Такой случай был у нас с Солодуном в Симферополе: чуть не сели на военный аэродром, чуть не купились, но таки хватило выдержки.
В отместку я поставил в задании заход по минимуму, занизив нижний край облаков синоптикам до 80 метров. Мне как раз не хватало захода, чтобы подтвердить минимум. Но клянусь, мне легче было бы зайти и сесть при нижнем крае 45 метров, чем когда я со 120 увидел эту проклятую ложную полосу. Так что совесть моя чиста, а штампик захода по минимуму я неправдой добыл.
10.04. Слетал в Камчатку. Проверяющим был Булах, с ним летать легко. Погода благоприятствовала, и все шесть посадок туда и обратно удались. Весь полет я занимался комплексным самолетовождением, так что, в общем, и спать-то не очень хотелось, несмотря на ночь туда и обратно. Но, вообще-то, полет на восток всегда тяжелый, сказывается разница в пять часовых поясов.
Немного после рейса поспал утром; встал разбитый. Зато — 90 р. за две ночи. Уборщице за такие деньги месяц вкалывать. Но она ночью спокойно спит, а я за свои деньги никакого здоровья не куплю. Каждому свое.
13.04. Сидим в Москве. Я верен своему принципу: по возможности жить по красноярскому режиму. Лег в 6 вечера (22 по красноярскому) и проспал до 5 утра московского. У меня здесь отдельная комната, сдвинул две кровати, водрузил на их края ножки низенького столика, и стало возможно писать, сидя, как обычно. Ребята спят; за бортом ветер, вчера был дождь, к ночи похолодало, а здесь тепло, уют, тишина.
Вчера пришли на вылет, а ветерок на Москву встречный, а тут еще московская зона не обеспечивает запасными; пришлось брать Горький, на тонну больше топлива, — а пассажиров уже посадили.
Леша договорился с перевозками, они, как могли, рассосали эту тонну, и по бумагам взлетная масса как была 100 тонн, так и осталась. Делается это уменьшением ручной клади, которая на производительность не влияет, часть пассажиров пишется подростками, которые весят не по 80, а по 50 кг… Короче, есть способы.
Тем временем Женя считал топливо, и у него по этому ветру получилось на Москву более пяти часов, заправка 36 тонн, а у нас было заправлено 33,5 и дозаправили тонну.
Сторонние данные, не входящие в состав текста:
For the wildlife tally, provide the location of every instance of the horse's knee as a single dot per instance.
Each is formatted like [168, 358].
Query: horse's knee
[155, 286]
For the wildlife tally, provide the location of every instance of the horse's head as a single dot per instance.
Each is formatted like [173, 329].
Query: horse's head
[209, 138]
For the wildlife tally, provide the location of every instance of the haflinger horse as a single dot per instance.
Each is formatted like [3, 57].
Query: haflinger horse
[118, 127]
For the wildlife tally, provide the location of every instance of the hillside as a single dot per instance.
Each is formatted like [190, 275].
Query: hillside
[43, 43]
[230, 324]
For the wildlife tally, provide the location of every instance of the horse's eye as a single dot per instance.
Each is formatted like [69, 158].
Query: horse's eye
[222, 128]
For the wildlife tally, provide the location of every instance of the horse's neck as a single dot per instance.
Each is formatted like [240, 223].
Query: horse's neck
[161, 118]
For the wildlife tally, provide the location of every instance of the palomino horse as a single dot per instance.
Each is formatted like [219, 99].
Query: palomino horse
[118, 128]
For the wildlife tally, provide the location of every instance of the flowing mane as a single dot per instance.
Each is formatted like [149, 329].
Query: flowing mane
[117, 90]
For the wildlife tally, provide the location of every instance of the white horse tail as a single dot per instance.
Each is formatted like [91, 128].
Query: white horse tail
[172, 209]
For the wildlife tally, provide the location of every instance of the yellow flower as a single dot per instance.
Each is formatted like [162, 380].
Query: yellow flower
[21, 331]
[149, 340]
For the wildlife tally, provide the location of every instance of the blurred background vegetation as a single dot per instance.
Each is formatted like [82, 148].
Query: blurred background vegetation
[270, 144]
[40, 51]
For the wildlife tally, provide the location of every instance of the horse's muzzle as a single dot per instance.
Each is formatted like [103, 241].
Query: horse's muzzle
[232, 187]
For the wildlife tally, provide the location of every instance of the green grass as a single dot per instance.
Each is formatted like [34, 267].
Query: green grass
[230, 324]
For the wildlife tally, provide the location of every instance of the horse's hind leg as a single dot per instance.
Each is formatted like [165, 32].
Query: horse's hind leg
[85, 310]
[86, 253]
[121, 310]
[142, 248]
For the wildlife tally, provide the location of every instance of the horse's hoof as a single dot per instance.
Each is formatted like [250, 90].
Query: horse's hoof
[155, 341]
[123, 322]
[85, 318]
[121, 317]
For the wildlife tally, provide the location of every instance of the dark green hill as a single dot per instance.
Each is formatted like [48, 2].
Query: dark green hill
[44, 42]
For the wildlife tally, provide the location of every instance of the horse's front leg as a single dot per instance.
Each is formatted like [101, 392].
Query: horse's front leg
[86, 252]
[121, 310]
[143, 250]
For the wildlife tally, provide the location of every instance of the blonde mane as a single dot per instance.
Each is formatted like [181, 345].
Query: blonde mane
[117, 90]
Мы обычно летаем на Москву «севером»: через Ханты или Тобольск, но очень редко — «центром»: через Новосибирск, Омск, Челябинск. По северному маршруту есть участки с оплатой по сложности на группу выше, и это раз и навсегда определило нашу симпатию к северной трассе. Да и предварительный расчет полета по ней быстрее: участки измеряются сотнями верст, их немного; а считать югом едва хватает бортжурнала — столько там поворотных пунктов через несколько десятков километров каждый.
На этот раз струя в лоб лежала точно по северному маршруту, километров на 500 севернее новосибирского. Правда, что такое для циклона полтыщи верст: струе ничего не стоит опуститься на юг, а ширина ее — добрая сотня километров. Был бы хоть бортовой ветер, переданный с летевших через Челябинск самолетов, но у нас все предпочитают оплату труда по северной группе; поэтому как там, на южной трассе, никто не знал.